How do you solve Minimum Amount of Time to Fill Cups on LeetCode?

Minimum Amount of Time to Fill Cups (LeetCode #2335) can be solved using Brute Force or Optimal Solution. The optimal approach is Optimal Solution with O(n log n) time complexity and O(n) space complexity. Key insight: Maximizing the number of cups filled each second reduces total time.

What is the time complexity of Minimum Amount of Time to Fill Cups?

The optimal solution for Minimum Amount of Time to Fill Cups runs in O(n log n) time and uses O(n) space. The complexity is O(n log n) due to the heap operations for maintaining the max-heap, which allows us to efficiently get the two largest amounts.

What is the brute force solution for Minimum Amount of Time to Fill Cups?

The brute force approach for Minimum Amount of Time to Fill Cups is Brute Force, with O(n²) time complexity and O(1) space complexity. The brute force approach tries to fill cups one by one, checking all possible combinations of filling two cups at a time. This is straightforward but inefficient as it doesn't optimize the filling process. The optimal Optimal Solution approach improves this to O(n log n).

What algorithm or data structure is used to solve Minimum Amount of Time to Fill Cups?

Minimum Amount of Time to Fill Cups uses the following concepts: Array, Greedy, Sorting, Heap (Priority Queue). The recommended patterns to study are: Greedy Algorithms, Priority Queue.

What are the interview tips for Minimum Amount of Time to Fill Cups?

Always think about how to maximize efficiency in filling tasks. Consider edge cases where one type of cup is much larger than the others. Practice explaining your thought process clearly, as communication is key in interviews.

What are common mistakes when solving Minimum Amount of Time to Fill Cups?

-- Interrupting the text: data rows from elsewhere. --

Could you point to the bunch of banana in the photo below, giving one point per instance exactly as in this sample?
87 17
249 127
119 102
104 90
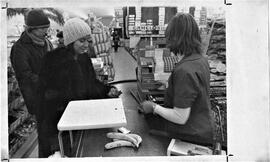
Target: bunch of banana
121 139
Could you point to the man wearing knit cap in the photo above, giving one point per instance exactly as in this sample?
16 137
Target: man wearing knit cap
68 74
26 55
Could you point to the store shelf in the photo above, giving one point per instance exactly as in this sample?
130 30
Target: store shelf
24 139
27 147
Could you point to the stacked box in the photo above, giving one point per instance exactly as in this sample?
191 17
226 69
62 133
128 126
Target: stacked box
149 26
138 20
161 22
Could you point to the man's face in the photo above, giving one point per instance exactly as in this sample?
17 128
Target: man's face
40 32
82 45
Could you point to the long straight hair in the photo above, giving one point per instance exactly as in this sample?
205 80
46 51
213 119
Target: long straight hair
182 35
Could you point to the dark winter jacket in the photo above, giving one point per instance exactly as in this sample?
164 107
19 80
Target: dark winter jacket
63 79
26 59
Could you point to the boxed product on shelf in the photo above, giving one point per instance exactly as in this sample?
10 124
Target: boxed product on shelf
18 137
101 39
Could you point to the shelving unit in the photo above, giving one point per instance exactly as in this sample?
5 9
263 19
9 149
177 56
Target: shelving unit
22 126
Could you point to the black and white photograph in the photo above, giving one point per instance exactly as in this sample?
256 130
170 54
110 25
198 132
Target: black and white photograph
136 80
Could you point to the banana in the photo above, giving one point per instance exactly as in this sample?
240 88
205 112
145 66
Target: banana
118 143
137 137
122 136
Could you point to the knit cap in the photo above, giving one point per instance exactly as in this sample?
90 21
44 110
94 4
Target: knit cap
75 29
36 18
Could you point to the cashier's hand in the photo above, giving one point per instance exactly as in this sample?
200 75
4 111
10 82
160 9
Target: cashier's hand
114 93
148 107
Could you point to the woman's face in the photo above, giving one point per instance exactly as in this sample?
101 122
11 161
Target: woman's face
82 45
40 32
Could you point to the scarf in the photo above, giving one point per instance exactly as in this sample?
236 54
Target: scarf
40 41
35 39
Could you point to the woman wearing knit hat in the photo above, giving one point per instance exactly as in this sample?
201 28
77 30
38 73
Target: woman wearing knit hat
26 55
68 74
186 112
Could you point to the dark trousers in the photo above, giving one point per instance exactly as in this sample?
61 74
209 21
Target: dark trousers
155 122
116 45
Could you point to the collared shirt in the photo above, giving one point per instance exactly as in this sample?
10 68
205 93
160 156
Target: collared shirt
188 86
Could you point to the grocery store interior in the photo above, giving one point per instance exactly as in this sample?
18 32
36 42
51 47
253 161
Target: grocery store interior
142 47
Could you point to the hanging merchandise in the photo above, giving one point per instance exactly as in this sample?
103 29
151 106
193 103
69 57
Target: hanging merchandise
216 54
102 47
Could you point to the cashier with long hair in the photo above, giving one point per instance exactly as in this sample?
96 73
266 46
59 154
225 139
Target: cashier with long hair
186 112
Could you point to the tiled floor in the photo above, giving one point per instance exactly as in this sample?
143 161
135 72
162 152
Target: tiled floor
124 66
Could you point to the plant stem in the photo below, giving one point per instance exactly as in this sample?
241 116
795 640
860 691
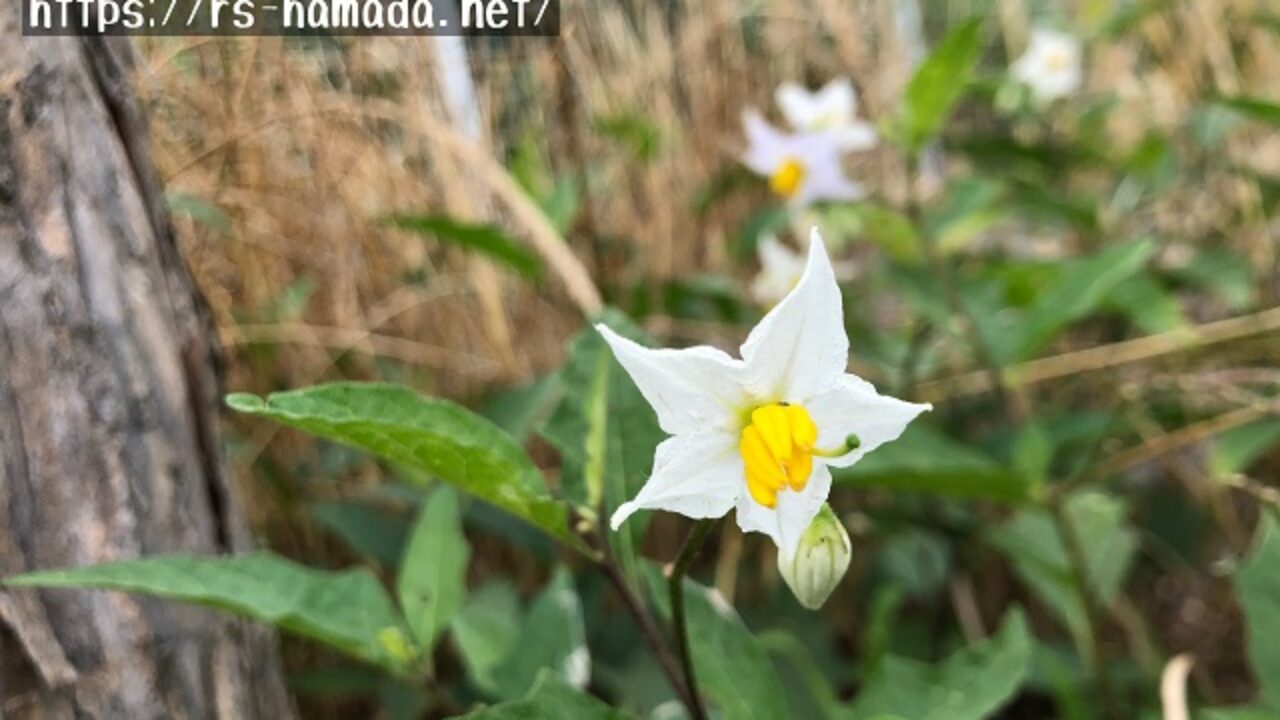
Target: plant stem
676 587
1095 613
653 637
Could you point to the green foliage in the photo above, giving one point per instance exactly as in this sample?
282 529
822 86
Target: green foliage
429 434
1237 449
1032 542
552 637
551 698
883 227
348 610
1255 108
432 580
1257 583
487 632
731 665
970 684
603 429
370 532
1079 290
926 460
937 85
487 240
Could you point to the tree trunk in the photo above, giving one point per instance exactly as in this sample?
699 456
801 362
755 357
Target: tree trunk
109 400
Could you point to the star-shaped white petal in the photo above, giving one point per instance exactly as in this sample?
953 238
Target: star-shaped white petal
703 397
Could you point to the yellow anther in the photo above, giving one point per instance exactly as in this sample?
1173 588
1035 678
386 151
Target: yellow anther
786 180
777 450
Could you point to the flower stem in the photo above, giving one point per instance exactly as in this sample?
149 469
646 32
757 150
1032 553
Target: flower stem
676 587
653 637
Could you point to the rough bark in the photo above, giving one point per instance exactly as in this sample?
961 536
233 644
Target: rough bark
108 404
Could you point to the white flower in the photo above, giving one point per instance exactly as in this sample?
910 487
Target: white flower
830 110
759 433
1051 65
780 272
819 563
801 168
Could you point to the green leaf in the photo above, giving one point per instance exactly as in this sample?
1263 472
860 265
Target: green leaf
1253 108
1249 712
1032 542
1226 274
429 434
937 85
970 206
519 410
347 610
972 684
1148 305
1257 584
731 665
551 698
487 240
926 460
604 429
553 636
1233 451
1078 292
487 632
433 572
369 531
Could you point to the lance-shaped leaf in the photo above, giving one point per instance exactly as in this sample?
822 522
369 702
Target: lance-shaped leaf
970 684
433 570
347 610
551 698
937 85
430 434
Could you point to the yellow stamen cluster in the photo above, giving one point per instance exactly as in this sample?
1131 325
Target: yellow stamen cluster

Not considering the optimal way to fill cups leads to longer times. Overcomplicating the logic instead of using simple greedy strategies.

#2335

Minimum Amount of Time to Fill Cups

Easy

ArrayGreedySortingHeap (Priority Queue)Greedy AlgorithmsPriority Queue

LeetCode ↗

Approaches

Brute ForceOptimal

Complexity Comparison

	Brute Force	Optimal Solution★
Time	O(n²)	O(n log n)
Space	O(1)	O(n)

💡

Intuition

Time O(n log n)Space O(n)

The optimal solution uses a greedy approach to always fill the two cups with the most water left. This minimizes the total time by maximizing the number of cups filled each second.

⚙️

Algorithm

3 steps

1Step 1: Sort the amount array in descending order.
2Step 2: While the largest amount is greater than 0, fill the two largest cups.
3Step 3: If only one cup remains, fill it until it's empty.

solution.py16 lines

1# Full working Python code
2import heapq
3amount = [1, 4, 2]
4seconds = 0
5amount = [-x for x in amount]  # Use max-heap
6heapq.heapify(amount)
7while amount:
8    first = -heapq.heappop(amount)
9    if amount:
10        second = -heapq.heappop(amount)
11        if second > 1:
12            heapq.heappush(amount, -(second - 1))
13    seconds += 1
14    if first > 1:
15        heapq.heappush(amount, -(first - 1))
16return seconds

ℹ

Complexity note: The complexity is O(n log n) due to the heap operations for maintaining the max-heap, which allows us to efficiently get the two largest amounts.

1Maximizing the number of cups filled each second reduces total time.
2Using a greedy approach with a priority queue allows efficient selection of the largest amounts.

Solutions and explanations are original Tejav content. Problem titles © LeetCode — use the LeetCode button above for the full problem statement.